NYCE Says Deal Will Open Door to Canadian Debit Use

Canadians are some of the most regular debit card users in the world, but when they travel across the border they must use either cash or credit cards to pay for goods.

Canadian banks do not authorize signature-based debit transactions, effectively barring their cardholders from the U.S. point of sale. The country's major debit network, Interac Association, does not extend into the United States. And though some Canadian debit cards carry MasterCard's PIN debit Maestro logo, it has limited merchant acceptance here.

But a deal announced Wednesday by NYCE Corp. will allow Canadians to use their debit cards at a good number of American merchants for the first time beginning this fall, NYCE and its partner said.

The Montvale, N.J., company's agreement with Acxsys Corp. of Toronto will move NYCE transactions through Acxsys to Canadian banks, NYCE chief executive Dennis Lynch said in an interview Wednesday. NYCE is majority-owned by First Data Corp. of Denver but will soon be divested with Concord EFS Inc.'s purchase of First Data.

The contract with Acxsys does not apply to NYCE automated teller machines. Canadians already have access to U.S. ATMs through Visa's Plus and MasterCard's Cirrus networks. James S. Judd, a senior vice president with NYCE, in an interview that his company decided to focus on merchant POS terminals instead. "We wanted to go where we'd have the biggest impact first."
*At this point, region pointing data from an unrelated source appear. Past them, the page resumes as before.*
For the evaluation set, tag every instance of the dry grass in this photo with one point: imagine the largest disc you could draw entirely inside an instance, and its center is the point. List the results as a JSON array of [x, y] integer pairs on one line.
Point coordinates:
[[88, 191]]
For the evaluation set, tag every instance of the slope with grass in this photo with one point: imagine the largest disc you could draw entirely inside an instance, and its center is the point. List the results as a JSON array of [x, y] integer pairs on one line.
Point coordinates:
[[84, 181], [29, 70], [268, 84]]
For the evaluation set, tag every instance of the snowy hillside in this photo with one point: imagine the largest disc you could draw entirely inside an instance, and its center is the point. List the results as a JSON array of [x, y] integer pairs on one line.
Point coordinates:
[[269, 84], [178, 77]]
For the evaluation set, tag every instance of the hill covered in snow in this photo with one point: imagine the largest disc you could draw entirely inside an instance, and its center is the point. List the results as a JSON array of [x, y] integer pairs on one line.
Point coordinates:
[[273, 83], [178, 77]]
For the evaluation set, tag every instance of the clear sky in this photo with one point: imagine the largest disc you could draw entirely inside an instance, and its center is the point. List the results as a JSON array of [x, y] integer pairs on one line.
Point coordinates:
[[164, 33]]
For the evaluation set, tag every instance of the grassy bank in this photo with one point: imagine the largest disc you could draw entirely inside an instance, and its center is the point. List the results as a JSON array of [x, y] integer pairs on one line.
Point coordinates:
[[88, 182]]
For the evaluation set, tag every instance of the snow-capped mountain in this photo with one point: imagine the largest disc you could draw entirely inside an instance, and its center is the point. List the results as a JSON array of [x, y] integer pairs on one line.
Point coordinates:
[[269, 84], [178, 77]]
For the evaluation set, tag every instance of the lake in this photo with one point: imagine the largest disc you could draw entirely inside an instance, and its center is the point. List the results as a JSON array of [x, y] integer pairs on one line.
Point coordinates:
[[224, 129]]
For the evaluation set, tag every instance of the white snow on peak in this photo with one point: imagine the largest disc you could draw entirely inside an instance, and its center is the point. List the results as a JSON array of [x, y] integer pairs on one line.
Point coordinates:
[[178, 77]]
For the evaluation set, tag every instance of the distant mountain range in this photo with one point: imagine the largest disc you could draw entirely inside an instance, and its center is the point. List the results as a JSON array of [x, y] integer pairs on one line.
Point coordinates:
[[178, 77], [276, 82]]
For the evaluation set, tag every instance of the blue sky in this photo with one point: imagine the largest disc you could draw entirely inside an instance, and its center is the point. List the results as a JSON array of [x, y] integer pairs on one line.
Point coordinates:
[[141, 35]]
Acxsys spokeswoman Sara Feldman, said it was too early to say if Canadian banks would benefit from the partnership in terms of interchange fees generated by Canadian debit use at U.S. merchants. The transactions will be governed under the NYCE rules and standard NYCE interchange. It will be up to Acxsys to decide what to do with the revenue. Canadian banks do not receive interchange from merchants in their own country; instead they draw revenue from cardholder fees.

Neither Mr. Lynch nor Mr. Judd could not say just how many transactions NYCE will gain from the deal, but they said it probably will be a large amount. About 13 million Canadians a year visit the United States, and about one in two Canadians prefers debit payment to cash, credit card, or check, according to Interac research.

Mr. Lynch said he expects most Canadian banks and credit unions to participate in the service. Acxsys is a for-profit private company, and its eight shareholders are BMO Financial Group (Bank of Montreal), Canadian Imperial Bank of Commerce, Royal Bank of Canada, Scotia Bank, Toronto Dominion Canada Trust, National Bank of Canada, Desjardins Group of Montreal, and Credit Union Central of Canada. Some of the companies were responsible for founding and designing Interac, Ms. Feldman said.

Very little technical modification will be needed to make the cards compatible, apart from moving the Canadian card data to NYCE, Mr. Lynch said. "There's no technical rewiring, no change at the terminals, no change of the cards. It's simply loading the card files on to our system and away you go."